CATEGORY : FISH & SHELLFISH

ENOUGH FOR : 2

INGRIEDIENTS

2 red chillies - split, cut into quarters lengthways and seeded
1 small red onion - chopped
2 ½ cm piece of fresh root ginger - peeled and chopped
1 tablespoon of vegetable or sunflower oil
1 teaspoon of black mustard seeds
½ teaspoon of fenugreek seeds
½ teaspoon of turmeric
½ teaspoon of cracked black peppercorns
250g/9oz of cooked & peeled jumbo prawns
150ml/5fl oz of reduced-fat coconut milk

to serve:
lime juice
fresh coriander
basmati rice - cooked
METHOD
In a food processor, blitz the chillies, onion and ginger with 3 tblsps water into a near smooth paste.

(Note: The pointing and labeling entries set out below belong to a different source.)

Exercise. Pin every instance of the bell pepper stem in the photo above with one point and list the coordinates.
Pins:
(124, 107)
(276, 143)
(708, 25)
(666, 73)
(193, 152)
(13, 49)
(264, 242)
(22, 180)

Heat the oil in a heavy pan or wok. When hot, toss in the mustard and fenugreek seeds and fry for 10 seconds. Add the onion paste, turn the heat down and cook without colouring for about 5 minutes. Add a splash of water if it starts to catch. Add the turmeric and cracked peppercorns and stir the spices around for a few seconds before adding the prawns. Pour in the coconut milk and bring to a simmer, stirring all the time. The milk will take on a yellow colour from the turmeric. Cook for 1 minute until heated through. Serve with rice, a squeeze of lime and fresh coriander.